He said that ordinary people would see the decision - after 11 years as leader and as he approaches his 58th birthday - as "essentially human.

"Indeed when I was first elected for Yeovil in 1983, I promised myself that I would not do the job beyond my 60th birthday and would stand down no later than the general election after that date. I believe that judgement was right," he said.

The soldier turned diplomat and politician has told friends he has no specific post lined up. But it is thought he believes he still has one more job left, although it is almost certain to be outside politics.

Whatever job he takes it will be one that allows him to spend more time with his family.
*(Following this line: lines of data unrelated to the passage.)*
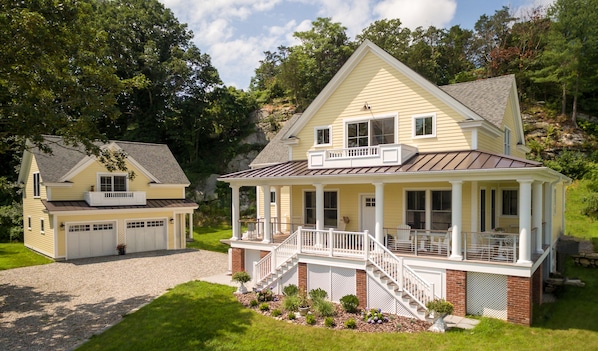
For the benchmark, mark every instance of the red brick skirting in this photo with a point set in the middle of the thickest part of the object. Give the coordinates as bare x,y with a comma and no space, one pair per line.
361,287
456,291
238,260
519,300
302,276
In his letter to MPs, he wrote: "For Jane and myself... this will be a chance to rediscover parts of our life with our family and friends which have had to be pushed to the margins in these past hectic years." He is likely to withdraw almost completely from the Liberal Democrats, not wanting to undermine his successor.

Mr Ashdown wrote: "No doubt there will also be new challenges to seek out. I do not know what they will be yet. But, I do know that, love this calling though I do, I have never been so obsessive about politics that I see it as the only thing there is in my life!"

Some party sources were predicting last night that his future was in Europe where he has already won distinction by demonstrating a special understanding of the recent turmoil in the Balkan states and former Soviet Union.

The ideal role for Mr Ashdown might already have been created as the prestigious new post of EU Foreign Policy Tsar.

Senior diplomatic sources speculated last night that Mr Ashdown now stands a very strong chance of becoming Britain's nominee for the position. The job is being created in response to the long-held complaint that foreign heads of state never know who to ring at the EU when a crisis breaks.

The Government has already nominated Sir David Hannay, the former British ambassador to the UN. But EU leaders agreed last month that the post, known by its French acronym as Mr or Ms Pesc, must be given to an authoritative political figure rather than a career civil servant.

Mr Ashdown's immense energy and his passionate involvement in troubled spots such as Bosnia and Kosovo would enhance his chances, it is believed. Against that, he has never been a government minister and he is not yet backed by the two big European political "families", the Socialists and the Christian Democrats.

He would also be suited to a position with the United Nations or Nato.

Closer to home, Mr Ashdown's special interest is Northern Ireland. He served there in the Army, his family are from the province and he was teased at school for his Ulster accent. His links would attract him to a role working for peace.